A popular revolt in Sri Lanka has finally brought down the Rajapaksa government. Throughout the globe, the massive demonstrations asking for the resignation of Prime Minister Ranil Wickremesinghe and President Gotabaja Rajakkasa are serving as lessons on democracy.
Where do we go from here in terms of political activism? Will the ashes be swept under the rug in the next weeks and months, or will the massive awakening of political awareness shape politics for the foreseeable future? The state and society in Sri Lanka are likely to be transformed as a result of the current political and economic crises. What are the immediate prospects for progressive forms of political and economic stabilisation while we wrestle with these historical questions?
It’s hard to have faith in a successful parliamentary transition after the recent manoeuvres of the political elite both within and outside of Parliament. Parliament’s demise and the inability of legislators to meet the citizens’ democratic expectations are to blame for the country’s political future being taken over by its populace. As a result, the people’s movement’s ongoing vigilance and participation will be critical.
A diverse movement that included people’s movements, trade unions, professional organisations, and other associations had several key demands that coalesced before the 9 July 2022 protests: the immediate resignation of the President and PM; the abolition of the executive presidency; the formation of an interim government from opposition to bring about political stability; and a “people council” to hold Parliament accountable.

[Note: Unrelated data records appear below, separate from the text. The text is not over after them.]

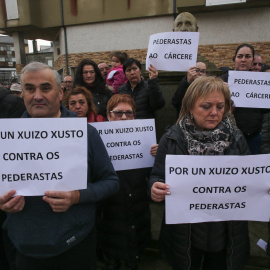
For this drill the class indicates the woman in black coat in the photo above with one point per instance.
(89, 76)
(126, 215)
(203, 128)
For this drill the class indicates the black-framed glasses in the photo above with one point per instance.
(119, 114)
(255, 64)
(203, 71)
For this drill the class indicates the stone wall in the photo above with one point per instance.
(219, 54)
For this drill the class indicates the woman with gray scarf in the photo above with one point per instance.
(203, 128)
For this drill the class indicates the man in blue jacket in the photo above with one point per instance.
(57, 231)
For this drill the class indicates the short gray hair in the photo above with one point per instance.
(38, 66)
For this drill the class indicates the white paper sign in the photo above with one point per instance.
(250, 89)
(173, 51)
(128, 142)
(222, 2)
(217, 188)
(39, 154)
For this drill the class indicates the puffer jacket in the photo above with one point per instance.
(175, 240)
(147, 96)
(126, 217)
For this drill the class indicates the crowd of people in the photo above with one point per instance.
(58, 230)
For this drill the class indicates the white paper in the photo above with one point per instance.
(262, 244)
(128, 142)
(34, 158)
(250, 89)
(222, 2)
(173, 51)
(239, 186)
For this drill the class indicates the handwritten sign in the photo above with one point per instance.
(37, 155)
(128, 142)
(173, 51)
(217, 188)
(250, 89)
(223, 2)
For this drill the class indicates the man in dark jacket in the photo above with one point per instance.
(11, 106)
(146, 94)
(57, 230)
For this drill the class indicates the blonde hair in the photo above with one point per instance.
(202, 87)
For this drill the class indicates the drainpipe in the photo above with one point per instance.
(65, 36)
(174, 9)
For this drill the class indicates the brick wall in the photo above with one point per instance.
(219, 55)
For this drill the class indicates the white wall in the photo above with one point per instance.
(243, 25)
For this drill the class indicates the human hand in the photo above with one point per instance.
(153, 73)
(192, 74)
(159, 190)
(11, 204)
(61, 201)
(153, 150)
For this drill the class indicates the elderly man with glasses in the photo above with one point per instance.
(193, 73)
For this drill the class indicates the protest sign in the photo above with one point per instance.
(173, 51)
(222, 2)
(39, 154)
(128, 142)
(217, 188)
(250, 89)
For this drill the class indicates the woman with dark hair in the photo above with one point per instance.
(248, 120)
(146, 94)
(80, 101)
(89, 76)
(203, 128)
(117, 77)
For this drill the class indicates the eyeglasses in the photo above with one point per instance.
(119, 114)
(201, 70)
(255, 64)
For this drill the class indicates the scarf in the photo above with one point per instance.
(207, 142)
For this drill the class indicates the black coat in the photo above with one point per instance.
(175, 240)
(179, 94)
(125, 223)
(147, 96)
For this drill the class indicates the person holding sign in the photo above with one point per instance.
(147, 94)
(248, 120)
(126, 215)
(80, 101)
(203, 128)
(57, 231)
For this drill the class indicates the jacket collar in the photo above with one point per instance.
(64, 113)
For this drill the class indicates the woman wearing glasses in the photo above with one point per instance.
(194, 72)
(146, 94)
(126, 215)
(248, 120)
(89, 76)
(80, 101)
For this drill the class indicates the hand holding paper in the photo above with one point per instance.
(11, 204)
(61, 201)
(158, 191)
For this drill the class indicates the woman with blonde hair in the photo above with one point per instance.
(203, 128)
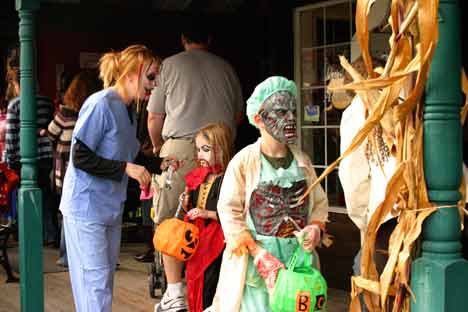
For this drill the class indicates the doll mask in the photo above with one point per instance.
(206, 154)
(278, 113)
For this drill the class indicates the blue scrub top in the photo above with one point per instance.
(105, 127)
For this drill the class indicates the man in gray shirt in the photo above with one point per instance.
(195, 88)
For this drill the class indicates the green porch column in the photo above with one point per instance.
(440, 276)
(29, 197)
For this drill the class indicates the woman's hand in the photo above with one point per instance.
(138, 173)
(311, 237)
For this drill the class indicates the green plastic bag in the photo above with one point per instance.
(299, 289)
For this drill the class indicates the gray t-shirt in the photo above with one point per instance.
(195, 88)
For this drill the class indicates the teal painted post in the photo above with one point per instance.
(29, 197)
(440, 276)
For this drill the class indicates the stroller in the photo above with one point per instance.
(156, 275)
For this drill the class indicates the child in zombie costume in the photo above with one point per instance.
(214, 150)
(260, 206)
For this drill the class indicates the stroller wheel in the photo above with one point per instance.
(152, 281)
(162, 283)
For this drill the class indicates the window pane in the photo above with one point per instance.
(333, 144)
(336, 72)
(313, 109)
(312, 28)
(334, 190)
(337, 24)
(318, 172)
(313, 143)
(312, 68)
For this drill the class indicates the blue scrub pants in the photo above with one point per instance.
(92, 251)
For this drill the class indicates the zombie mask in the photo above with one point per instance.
(278, 113)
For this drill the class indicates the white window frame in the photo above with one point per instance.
(298, 76)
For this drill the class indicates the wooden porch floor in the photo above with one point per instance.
(130, 290)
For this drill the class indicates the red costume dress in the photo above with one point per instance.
(202, 269)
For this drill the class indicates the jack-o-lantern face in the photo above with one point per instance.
(191, 244)
(176, 238)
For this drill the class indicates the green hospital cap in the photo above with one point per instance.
(264, 90)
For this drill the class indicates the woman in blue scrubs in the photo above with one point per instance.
(103, 147)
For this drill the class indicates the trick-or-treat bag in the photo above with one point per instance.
(299, 288)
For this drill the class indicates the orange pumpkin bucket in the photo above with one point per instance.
(176, 238)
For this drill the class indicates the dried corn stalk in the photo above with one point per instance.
(412, 44)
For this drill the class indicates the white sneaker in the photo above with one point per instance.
(171, 304)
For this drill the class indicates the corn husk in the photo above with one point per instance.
(412, 44)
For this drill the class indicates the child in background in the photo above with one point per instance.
(60, 132)
(213, 151)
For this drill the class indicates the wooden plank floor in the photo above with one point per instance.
(130, 291)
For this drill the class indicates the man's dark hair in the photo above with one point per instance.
(196, 30)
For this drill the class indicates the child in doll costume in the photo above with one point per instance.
(214, 150)
(259, 205)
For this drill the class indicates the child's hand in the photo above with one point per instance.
(171, 161)
(310, 236)
(244, 244)
(197, 213)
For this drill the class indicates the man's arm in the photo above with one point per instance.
(155, 125)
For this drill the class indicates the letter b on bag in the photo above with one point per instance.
(303, 301)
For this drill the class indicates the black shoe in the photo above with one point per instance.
(146, 257)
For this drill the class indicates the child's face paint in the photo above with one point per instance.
(205, 151)
(278, 113)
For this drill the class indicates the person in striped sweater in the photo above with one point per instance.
(60, 132)
(44, 151)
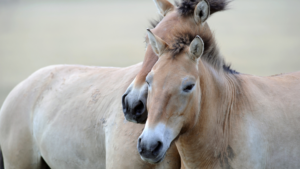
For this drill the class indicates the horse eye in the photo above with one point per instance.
(189, 88)
(147, 83)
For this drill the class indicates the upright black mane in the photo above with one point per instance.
(183, 36)
(187, 7)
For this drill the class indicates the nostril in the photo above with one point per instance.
(139, 108)
(156, 150)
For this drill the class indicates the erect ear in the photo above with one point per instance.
(157, 44)
(196, 48)
(163, 6)
(202, 11)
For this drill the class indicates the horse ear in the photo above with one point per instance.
(157, 44)
(163, 6)
(202, 11)
(196, 48)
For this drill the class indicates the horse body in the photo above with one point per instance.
(218, 118)
(71, 117)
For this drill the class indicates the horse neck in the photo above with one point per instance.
(207, 142)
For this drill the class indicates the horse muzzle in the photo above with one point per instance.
(134, 108)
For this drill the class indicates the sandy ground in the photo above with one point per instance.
(257, 37)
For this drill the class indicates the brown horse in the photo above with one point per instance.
(188, 13)
(217, 117)
(70, 117)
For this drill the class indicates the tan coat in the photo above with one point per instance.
(71, 117)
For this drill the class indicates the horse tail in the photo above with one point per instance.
(1, 160)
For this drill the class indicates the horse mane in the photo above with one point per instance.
(186, 8)
(182, 37)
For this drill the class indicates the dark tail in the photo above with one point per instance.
(1, 160)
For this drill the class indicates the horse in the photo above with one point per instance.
(192, 14)
(66, 116)
(217, 117)
(70, 117)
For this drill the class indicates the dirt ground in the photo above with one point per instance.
(257, 37)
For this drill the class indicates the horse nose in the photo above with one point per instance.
(150, 151)
(134, 109)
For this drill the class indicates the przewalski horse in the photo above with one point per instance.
(189, 13)
(70, 117)
(218, 118)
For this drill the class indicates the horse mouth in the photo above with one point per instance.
(155, 161)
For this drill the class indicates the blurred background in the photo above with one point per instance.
(260, 37)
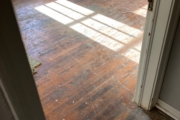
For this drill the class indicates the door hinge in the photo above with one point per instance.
(150, 6)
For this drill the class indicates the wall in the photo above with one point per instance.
(5, 112)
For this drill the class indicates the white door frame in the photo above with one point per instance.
(159, 33)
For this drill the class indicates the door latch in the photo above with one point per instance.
(150, 6)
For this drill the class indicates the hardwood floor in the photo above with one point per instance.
(89, 51)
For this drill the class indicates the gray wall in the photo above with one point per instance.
(5, 112)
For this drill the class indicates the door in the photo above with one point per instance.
(169, 98)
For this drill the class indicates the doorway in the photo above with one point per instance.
(89, 53)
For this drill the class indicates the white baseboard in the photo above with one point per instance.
(168, 109)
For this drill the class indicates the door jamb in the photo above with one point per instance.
(151, 72)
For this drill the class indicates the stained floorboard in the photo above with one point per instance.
(90, 52)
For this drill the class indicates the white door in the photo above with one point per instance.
(169, 98)
(157, 35)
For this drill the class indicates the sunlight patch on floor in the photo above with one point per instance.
(75, 7)
(53, 14)
(106, 31)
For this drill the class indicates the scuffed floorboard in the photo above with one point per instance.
(90, 51)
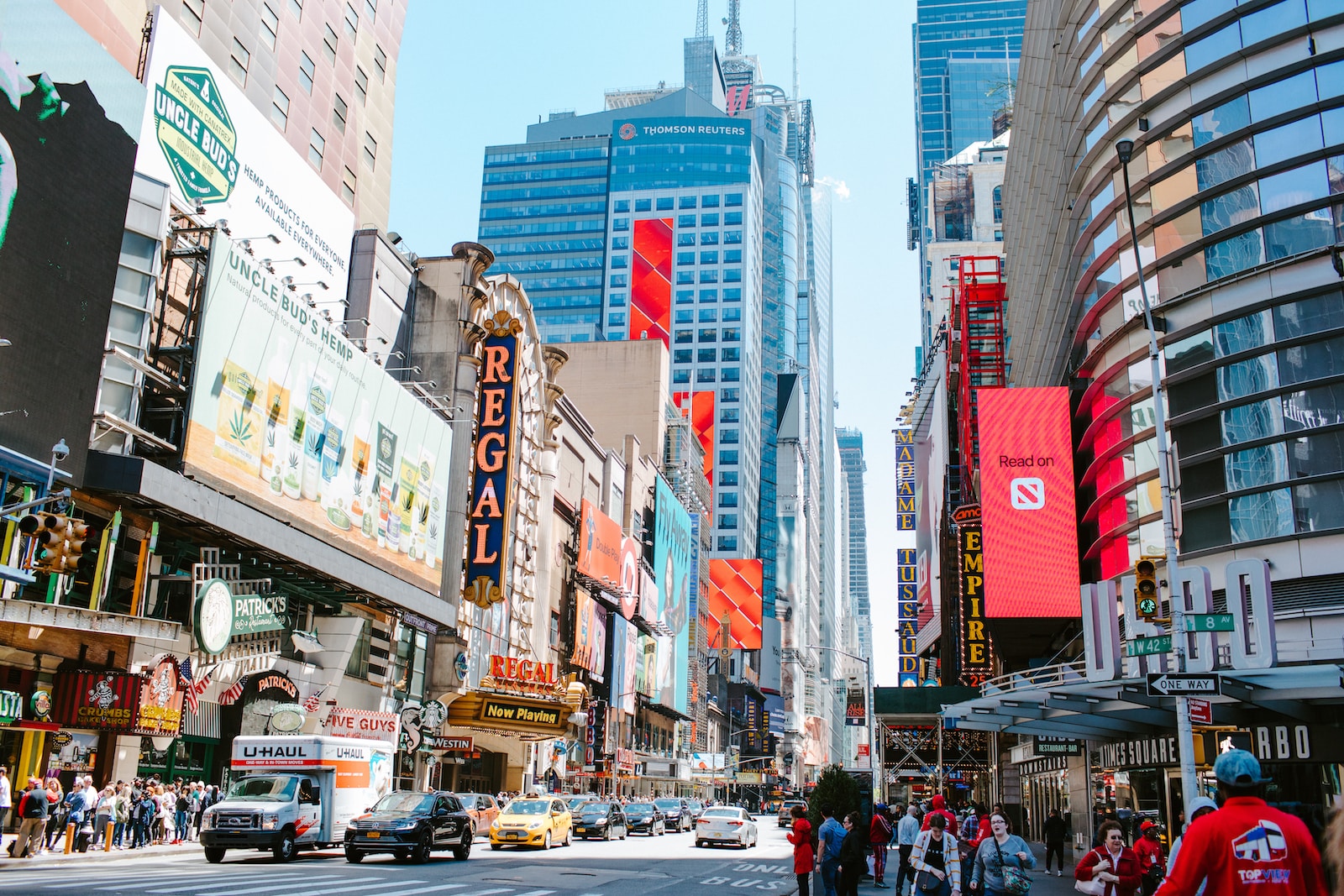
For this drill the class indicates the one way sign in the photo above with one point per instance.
(1180, 685)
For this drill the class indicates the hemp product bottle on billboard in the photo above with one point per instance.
(319, 402)
(385, 457)
(239, 429)
(292, 458)
(277, 416)
(360, 457)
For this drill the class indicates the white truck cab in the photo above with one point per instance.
(291, 793)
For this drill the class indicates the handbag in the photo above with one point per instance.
(1090, 887)
(1016, 882)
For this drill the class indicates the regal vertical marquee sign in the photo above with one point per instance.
(492, 484)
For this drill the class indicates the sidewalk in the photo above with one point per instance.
(58, 856)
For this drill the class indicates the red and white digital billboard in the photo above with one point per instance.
(736, 593)
(1027, 499)
(651, 280)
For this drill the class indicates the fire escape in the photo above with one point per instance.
(976, 358)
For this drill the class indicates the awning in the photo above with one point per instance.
(1059, 701)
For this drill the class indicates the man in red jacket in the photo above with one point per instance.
(1247, 846)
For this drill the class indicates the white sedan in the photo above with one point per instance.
(725, 825)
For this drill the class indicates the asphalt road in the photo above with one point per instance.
(671, 866)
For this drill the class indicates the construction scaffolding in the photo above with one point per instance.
(978, 358)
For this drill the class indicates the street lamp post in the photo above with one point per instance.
(874, 762)
(1184, 732)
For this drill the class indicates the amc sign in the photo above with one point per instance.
(487, 526)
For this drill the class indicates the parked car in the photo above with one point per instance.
(645, 819)
(675, 810)
(726, 825)
(410, 825)
(483, 809)
(786, 810)
(541, 821)
(601, 820)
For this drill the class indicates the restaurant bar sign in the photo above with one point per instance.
(219, 614)
(492, 483)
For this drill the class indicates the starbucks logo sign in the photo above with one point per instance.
(197, 134)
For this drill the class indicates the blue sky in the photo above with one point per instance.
(476, 74)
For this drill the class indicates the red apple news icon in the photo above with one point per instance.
(1027, 493)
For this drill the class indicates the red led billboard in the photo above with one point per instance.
(736, 593)
(1027, 499)
(651, 280)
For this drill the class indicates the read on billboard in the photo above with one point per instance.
(1027, 497)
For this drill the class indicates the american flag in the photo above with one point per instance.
(312, 703)
(194, 688)
(230, 696)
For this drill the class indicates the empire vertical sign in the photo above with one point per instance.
(905, 479)
(492, 484)
(907, 617)
(976, 647)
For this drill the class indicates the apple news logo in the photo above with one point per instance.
(1027, 493)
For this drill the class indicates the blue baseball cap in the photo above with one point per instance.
(1238, 768)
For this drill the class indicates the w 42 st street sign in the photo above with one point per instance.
(1166, 684)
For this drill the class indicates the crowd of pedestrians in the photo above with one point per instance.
(120, 815)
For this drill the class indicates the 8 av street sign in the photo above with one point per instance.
(1178, 685)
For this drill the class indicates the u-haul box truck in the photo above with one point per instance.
(289, 793)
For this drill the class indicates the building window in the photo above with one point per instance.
(192, 13)
(239, 60)
(315, 149)
(307, 67)
(360, 85)
(347, 187)
(280, 109)
(370, 150)
(329, 43)
(269, 26)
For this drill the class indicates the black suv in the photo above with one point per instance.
(675, 810)
(412, 824)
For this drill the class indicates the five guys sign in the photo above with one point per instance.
(492, 484)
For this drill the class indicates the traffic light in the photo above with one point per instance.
(1146, 587)
(49, 533)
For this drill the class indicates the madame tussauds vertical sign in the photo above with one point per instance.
(492, 484)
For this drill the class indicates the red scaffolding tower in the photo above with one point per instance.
(978, 356)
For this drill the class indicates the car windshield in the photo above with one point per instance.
(264, 789)
(405, 802)
(722, 813)
(528, 808)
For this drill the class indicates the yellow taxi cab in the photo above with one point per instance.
(533, 821)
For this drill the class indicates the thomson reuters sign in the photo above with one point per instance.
(1027, 497)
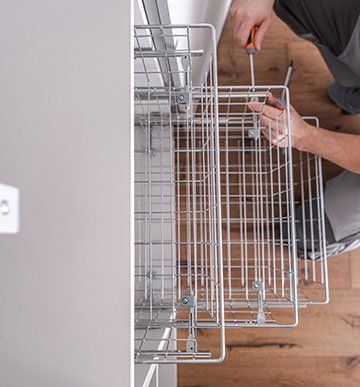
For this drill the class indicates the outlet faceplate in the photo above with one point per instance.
(9, 209)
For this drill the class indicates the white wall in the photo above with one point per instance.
(65, 142)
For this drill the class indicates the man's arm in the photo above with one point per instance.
(340, 148)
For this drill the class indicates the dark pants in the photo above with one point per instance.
(334, 27)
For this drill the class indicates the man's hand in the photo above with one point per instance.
(274, 124)
(248, 14)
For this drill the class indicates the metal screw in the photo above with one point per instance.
(4, 207)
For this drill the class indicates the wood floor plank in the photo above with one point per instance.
(324, 350)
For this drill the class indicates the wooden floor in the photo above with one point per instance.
(324, 350)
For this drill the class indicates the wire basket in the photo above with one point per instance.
(310, 228)
(229, 226)
(260, 266)
(178, 254)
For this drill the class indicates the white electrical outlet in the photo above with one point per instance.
(9, 209)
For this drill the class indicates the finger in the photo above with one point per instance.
(260, 32)
(244, 31)
(271, 112)
(267, 122)
(257, 107)
(236, 27)
(271, 100)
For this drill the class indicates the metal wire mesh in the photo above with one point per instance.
(310, 227)
(229, 226)
(178, 273)
(260, 276)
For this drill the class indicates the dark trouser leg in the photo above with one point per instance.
(302, 17)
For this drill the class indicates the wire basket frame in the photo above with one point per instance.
(260, 266)
(310, 227)
(178, 253)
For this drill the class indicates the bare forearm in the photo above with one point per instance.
(340, 148)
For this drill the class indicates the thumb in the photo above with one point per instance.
(255, 106)
(261, 31)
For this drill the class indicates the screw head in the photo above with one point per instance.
(185, 300)
(4, 207)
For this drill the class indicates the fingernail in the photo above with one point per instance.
(254, 106)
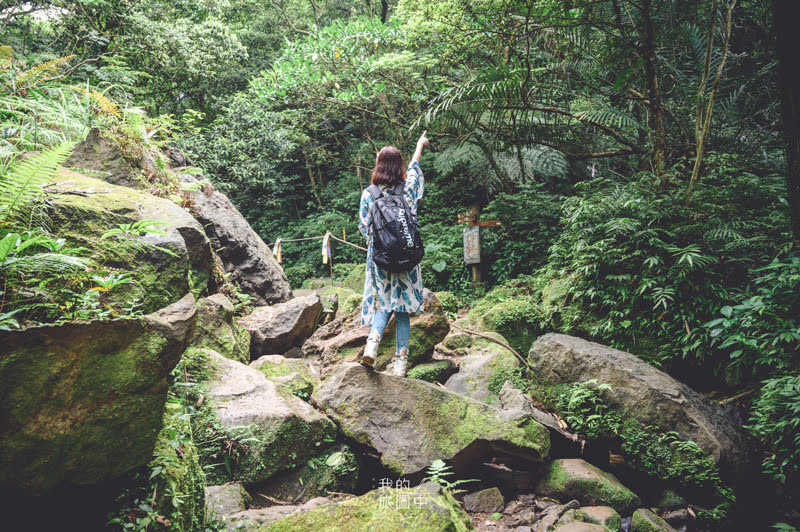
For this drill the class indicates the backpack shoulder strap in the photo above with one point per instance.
(375, 191)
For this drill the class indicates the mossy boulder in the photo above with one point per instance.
(181, 473)
(651, 397)
(165, 267)
(476, 370)
(344, 338)
(217, 329)
(600, 515)
(646, 521)
(425, 508)
(573, 478)
(292, 373)
(411, 422)
(82, 402)
(335, 468)
(252, 427)
(517, 320)
(436, 371)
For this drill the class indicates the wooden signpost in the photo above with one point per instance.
(472, 239)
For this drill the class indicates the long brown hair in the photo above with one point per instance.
(389, 167)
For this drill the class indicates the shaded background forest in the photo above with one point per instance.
(633, 151)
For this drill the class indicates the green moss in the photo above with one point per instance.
(439, 513)
(646, 521)
(601, 488)
(179, 483)
(437, 371)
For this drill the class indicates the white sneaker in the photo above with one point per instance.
(400, 364)
(370, 352)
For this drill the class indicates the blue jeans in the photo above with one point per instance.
(403, 329)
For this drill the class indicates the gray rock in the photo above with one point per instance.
(82, 403)
(218, 330)
(276, 329)
(411, 422)
(475, 371)
(225, 500)
(577, 479)
(578, 526)
(243, 253)
(650, 396)
(281, 431)
(102, 155)
(486, 501)
(645, 520)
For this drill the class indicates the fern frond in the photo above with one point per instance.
(107, 107)
(32, 76)
(25, 181)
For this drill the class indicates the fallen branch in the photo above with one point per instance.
(486, 336)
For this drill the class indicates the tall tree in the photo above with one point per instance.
(786, 17)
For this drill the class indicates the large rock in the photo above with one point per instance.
(218, 330)
(344, 338)
(425, 508)
(476, 370)
(650, 396)
(103, 156)
(645, 520)
(274, 330)
(243, 253)
(572, 478)
(411, 422)
(82, 402)
(165, 267)
(260, 427)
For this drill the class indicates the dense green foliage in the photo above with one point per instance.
(631, 150)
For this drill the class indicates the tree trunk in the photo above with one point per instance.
(786, 15)
(653, 91)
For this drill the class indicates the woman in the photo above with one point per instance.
(385, 292)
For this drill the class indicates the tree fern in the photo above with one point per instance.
(26, 180)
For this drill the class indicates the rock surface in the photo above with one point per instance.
(344, 338)
(572, 478)
(486, 501)
(166, 266)
(648, 395)
(82, 402)
(243, 253)
(272, 429)
(275, 329)
(475, 370)
(218, 330)
(646, 521)
(411, 422)
(390, 509)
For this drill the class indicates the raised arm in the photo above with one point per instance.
(421, 143)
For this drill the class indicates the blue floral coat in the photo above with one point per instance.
(387, 291)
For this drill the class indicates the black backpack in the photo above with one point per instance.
(397, 244)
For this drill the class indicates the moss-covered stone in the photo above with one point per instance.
(646, 521)
(437, 371)
(165, 267)
(576, 479)
(335, 468)
(426, 508)
(600, 515)
(292, 373)
(251, 427)
(82, 402)
(411, 422)
(180, 484)
(218, 330)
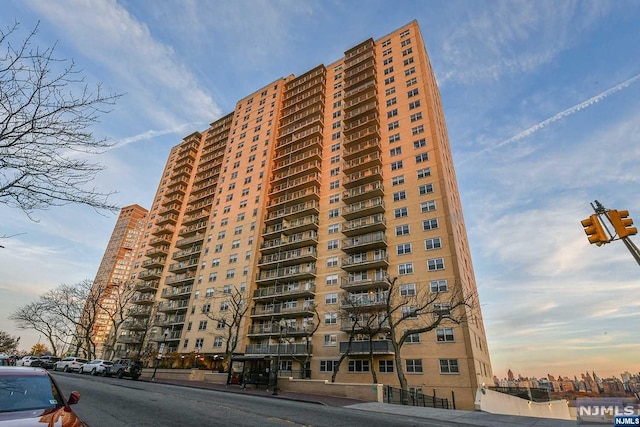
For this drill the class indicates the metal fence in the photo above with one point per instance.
(398, 396)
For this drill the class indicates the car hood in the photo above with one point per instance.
(57, 417)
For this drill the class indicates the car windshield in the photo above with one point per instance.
(29, 392)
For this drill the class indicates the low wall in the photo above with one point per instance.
(365, 392)
(501, 403)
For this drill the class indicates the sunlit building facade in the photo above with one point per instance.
(307, 199)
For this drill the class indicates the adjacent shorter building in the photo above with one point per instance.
(305, 201)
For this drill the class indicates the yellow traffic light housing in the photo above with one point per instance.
(622, 223)
(594, 230)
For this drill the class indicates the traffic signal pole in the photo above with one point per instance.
(621, 224)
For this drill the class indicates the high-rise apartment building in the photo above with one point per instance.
(307, 200)
(115, 270)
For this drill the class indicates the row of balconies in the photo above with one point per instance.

Political jockeying for power continues in the midst of this challenging political moment in order to elect a new president from Parliament and build a new government with a new Prime Minister. As a result, the people’s movement must give Parliament interim guidance that is crystal clear and targeted.
As you can see, there are a lot of pieces to this idea. A reduction or abolition of the executive presidency is the first step. A variety of persons and groups might attempt to mitigate this demand by limiting it to constitutional modifications. However, these attempts should only be seen as a means of extending the tenure of the executive office.
The good news is that the executive’s authority has been constrained by the social power gained via the protest movement. According to the existing constitution, any president chosen by Parliament may not exercise any of those functions. In the next weeks, MPs must be put under great pressure to eliminate the executive presidency. To avoid a constitutional crisis during an interim administration, the President should only serve as an emblem until a referendum is conducted in conjunction with legislative elections.
Given the Parliament’s existing regressive constraints, the second question is how to verify its goals and objectives. People’s concerns and desires must be institutionalised in a variety of ways, not only via legislation. A people’s council has been proposed as a solution. Progressive forces must demand that a broad range of people, including plantation workers, garment workers, farmers, fisherfolk, and informal income earners among others, be represented in the country’s governing body. Media attention focused on Galle Face and the surrounding area, but it is clear that if the administration hadn’t already lost the hinterland, the effort to depose Gotabaya Rajapaksa would not have been successful.
There is no room for neoliberal policies imposed by an authoritarian populist dictatorship and only directed toward strong foreign players in Sri Lanka, as shown by these incredible days of democratic mobilisation. In the following weeks and months, the people’s enormous democratic endeavours may face significant challenges. Protest waves during the previous few months have shown that the Sri Lankan people are resilient, however, and this suggests that the country’s political economy may undergo significant changes in the years and decades to come.